Il tema iniziale della Sagra della primavera è stato infatti citato dal sassofonista Charlie Parker nell'apertura del solo su Salt Peanuts durante le session alla Salle Pleye del 1949. Hubert Laws è forse il primo, nel 1971, a dedicare all'opera maggiore attenzione nel disco omonimo The Rite of Spring, mentre nel 1976 Alice Coltrane inserisce Spring Rounds nel disco Eternity (v. link sotto, NdR).
Anche l'Esbjörn Svensson Trio ha utilizzato come ghost track di Reminiscence of a Soul, contenuto in Good Morning Susie Soho del 2000, un richiamo alla sezione Danze primaverili. Una delle riletture più recenti e meticolose si deve invece al trio statunitense The Bad Plus ed è presente nel disco The Rite of Spring del 2014.

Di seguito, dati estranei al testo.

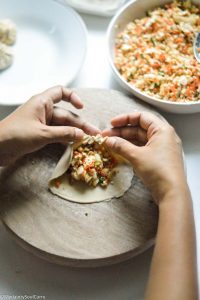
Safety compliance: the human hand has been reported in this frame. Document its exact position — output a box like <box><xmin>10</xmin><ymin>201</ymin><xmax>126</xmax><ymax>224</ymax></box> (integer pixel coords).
<box><xmin>0</xmin><ymin>86</ymin><xmax>100</xmax><ymax>165</ymax></box>
<box><xmin>103</xmin><ymin>112</ymin><xmax>186</xmax><ymax>203</ymax></box>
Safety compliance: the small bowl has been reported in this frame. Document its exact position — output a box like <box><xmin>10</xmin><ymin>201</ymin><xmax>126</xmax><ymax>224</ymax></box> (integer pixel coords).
<box><xmin>107</xmin><ymin>0</ymin><xmax>200</xmax><ymax>114</ymax></box>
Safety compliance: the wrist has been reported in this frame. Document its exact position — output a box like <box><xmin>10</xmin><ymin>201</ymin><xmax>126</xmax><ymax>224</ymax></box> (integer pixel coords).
<box><xmin>151</xmin><ymin>173</ymin><xmax>190</xmax><ymax>205</ymax></box>
<box><xmin>156</xmin><ymin>179</ymin><xmax>191</xmax><ymax>208</ymax></box>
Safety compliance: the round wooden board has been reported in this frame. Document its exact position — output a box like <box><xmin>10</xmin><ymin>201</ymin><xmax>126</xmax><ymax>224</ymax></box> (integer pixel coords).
<box><xmin>0</xmin><ymin>89</ymin><xmax>158</xmax><ymax>267</ymax></box>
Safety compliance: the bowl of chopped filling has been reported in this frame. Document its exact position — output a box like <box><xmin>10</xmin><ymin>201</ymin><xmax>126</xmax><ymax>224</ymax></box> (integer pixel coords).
<box><xmin>107</xmin><ymin>0</ymin><xmax>200</xmax><ymax>113</ymax></box>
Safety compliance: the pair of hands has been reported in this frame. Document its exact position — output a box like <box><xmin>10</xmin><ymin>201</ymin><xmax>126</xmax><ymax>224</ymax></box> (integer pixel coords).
<box><xmin>0</xmin><ymin>86</ymin><xmax>186</xmax><ymax>202</ymax></box>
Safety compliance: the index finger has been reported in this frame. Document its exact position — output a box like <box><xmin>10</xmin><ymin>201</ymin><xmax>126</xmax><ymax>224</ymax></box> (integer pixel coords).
<box><xmin>40</xmin><ymin>85</ymin><xmax>83</xmax><ymax>109</ymax></box>
<box><xmin>111</xmin><ymin>112</ymin><xmax>165</xmax><ymax>130</ymax></box>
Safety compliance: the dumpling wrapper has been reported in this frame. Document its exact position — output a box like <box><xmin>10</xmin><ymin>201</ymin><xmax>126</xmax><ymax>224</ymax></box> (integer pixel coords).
<box><xmin>49</xmin><ymin>138</ymin><xmax>134</xmax><ymax>203</ymax></box>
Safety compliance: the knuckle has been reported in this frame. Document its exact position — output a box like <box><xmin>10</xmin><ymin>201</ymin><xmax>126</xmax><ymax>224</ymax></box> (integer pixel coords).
<box><xmin>63</xmin><ymin>128</ymin><xmax>76</xmax><ymax>140</ymax></box>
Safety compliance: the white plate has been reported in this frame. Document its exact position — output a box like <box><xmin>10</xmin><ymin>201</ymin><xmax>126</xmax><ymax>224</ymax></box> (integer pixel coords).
<box><xmin>107</xmin><ymin>0</ymin><xmax>200</xmax><ymax>114</ymax></box>
<box><xmin>59</xmin><ymin>0</ymin><xmax>126</xmax><ymax>16</ymax></box>
<box><xmin>0</xmin><ymin>0</ymin><xmax>87</xmax><ymax>105</ymax></box>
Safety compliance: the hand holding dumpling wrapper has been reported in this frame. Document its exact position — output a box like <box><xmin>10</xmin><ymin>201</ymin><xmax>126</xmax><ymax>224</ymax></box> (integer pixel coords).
<box><xmin>49</xmin><ymin>135</ymin><xmax>133</xmax><ymax>203</ymax></box>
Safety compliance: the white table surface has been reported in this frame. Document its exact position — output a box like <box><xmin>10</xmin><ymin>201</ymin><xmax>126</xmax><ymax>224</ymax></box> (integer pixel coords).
<box><xmin>0</xmin><ymin>9</ymin><xmax>200</xmax><ymax>300</ymax></box>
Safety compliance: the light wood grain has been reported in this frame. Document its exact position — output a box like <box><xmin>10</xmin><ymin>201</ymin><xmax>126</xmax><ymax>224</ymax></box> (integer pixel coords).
<box><xmin>0</xmin><ymin>89</ymin><xmax>158</xmax><ymax>267</ymax></box>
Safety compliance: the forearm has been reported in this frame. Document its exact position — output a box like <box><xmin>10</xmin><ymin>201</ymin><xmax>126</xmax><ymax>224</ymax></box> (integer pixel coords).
<box><xmin>145</xmin><ymin>184</ymin><xmax>198</xmax><ymax>300</ymax></box>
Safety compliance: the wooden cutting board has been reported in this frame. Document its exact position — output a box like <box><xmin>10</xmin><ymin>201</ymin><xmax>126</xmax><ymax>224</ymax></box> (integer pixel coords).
<box><xmin>0</xmin><ymin>89</ymin><xmax>158</xmax><ymax>267</ymax></box>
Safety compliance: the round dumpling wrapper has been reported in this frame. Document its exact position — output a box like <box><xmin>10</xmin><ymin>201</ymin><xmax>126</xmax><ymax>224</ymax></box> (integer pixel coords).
<box><xmin>49</xmin><ymin>137</ymin><xmax>134</xmax><ymax>203</ymax></box>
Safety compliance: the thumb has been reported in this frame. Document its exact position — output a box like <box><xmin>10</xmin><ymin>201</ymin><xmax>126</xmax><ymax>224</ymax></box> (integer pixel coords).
<box><xmin>45</xmin><ymin>126</ymin><xmax>84</xmax><ymax>143</ymax></box>
<box><xmin>106</xmin><ymin>137</ymin><xmax>138</xmax><ymax>162</ymax></box>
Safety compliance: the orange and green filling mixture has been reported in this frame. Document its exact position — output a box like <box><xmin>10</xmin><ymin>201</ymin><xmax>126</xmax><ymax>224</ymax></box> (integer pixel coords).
<box><xmin>69</xmin><ymin>135</ymin><xmax>117</xmax><ymax>187</ymax></box>
<box><xmin>115</xmin><ymin>1</ymin><xmax>200</xmax><ymax>102</ymax></box>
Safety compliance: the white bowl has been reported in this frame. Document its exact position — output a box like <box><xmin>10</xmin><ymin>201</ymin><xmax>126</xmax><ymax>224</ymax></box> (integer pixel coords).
<box><xmin>0</xmin><ymin>0</ymin><xmax>87</xmax><ymax>105</ymax></box>
<box><xmin>107</xmin><ymin>0</ymin><xmax>200</xmax><ymax>114</ymax></box>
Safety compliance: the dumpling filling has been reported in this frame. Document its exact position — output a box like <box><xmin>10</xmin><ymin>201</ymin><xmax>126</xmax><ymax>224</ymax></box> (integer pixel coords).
<box><xmin>68</xmin><ymin>135</ymin><xmax>117</xmax><ymax>187</ymax></box>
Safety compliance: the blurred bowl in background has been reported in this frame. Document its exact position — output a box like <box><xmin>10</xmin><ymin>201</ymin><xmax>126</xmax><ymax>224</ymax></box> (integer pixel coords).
<box><xmin>107</xmin><ymin>0</ymin><xmax>200</xmax><ymax>114</ymax></box>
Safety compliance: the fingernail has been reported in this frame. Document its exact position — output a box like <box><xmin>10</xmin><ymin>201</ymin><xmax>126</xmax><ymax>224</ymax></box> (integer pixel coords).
<box><xmin>106</xmin><ymin>137</ymin><xmax>116</xmax><ymax>148</ymax></box>
<box><xmin>88</xmin><ymin>124</ymin><xmax>101</xmax><ymax>133</ymax></box>
<box><xmin>72</xmin><ymin>93</ymin><xmax>83</xmax><ymax>108</ymax></box>
<box><xmin>75</xmin><ymin>128</ymin><xmax>84</xmax><ymax>140</ymax></box>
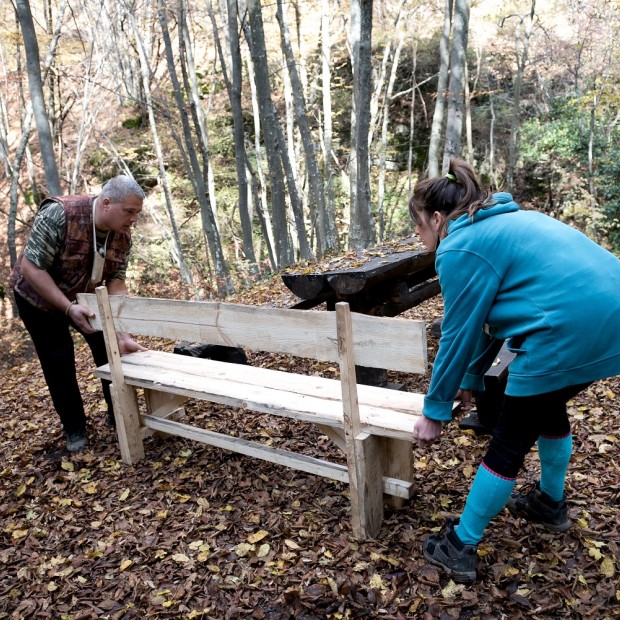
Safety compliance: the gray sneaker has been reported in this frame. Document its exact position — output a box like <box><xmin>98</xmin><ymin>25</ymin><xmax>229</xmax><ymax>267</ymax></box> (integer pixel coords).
<box><xmin>423</xmin><ymin>519</ymin><xmax>478</xmax><ymax>583</ymax></box>
<box><xmin>506</xmin><ymin>482</ymin><xmax>571</xmax><ymax>532</ymax></box>
<box><xmin>67</xmin><ymin>431</ymin><xmax>88</xmax><ymax>452</ymax></box>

Un plauso particolare va dunque a Benedetto Boccuzzi, che sabato primo febbraio al Teatro San Ferdinando di Napoli, assieme alla compagnia Equilibrio Dinamico diretta da Roberta Ferrara, ci ha portati nella quarta dimensione in cui vivono i geni che hanno anticipato i tempi.
Purtroppo data unica per uno spettacolo altrettanto unico, ma se dovesse riapparire nelle nostre "foreste ancestrali" non fatevelo sfuggire.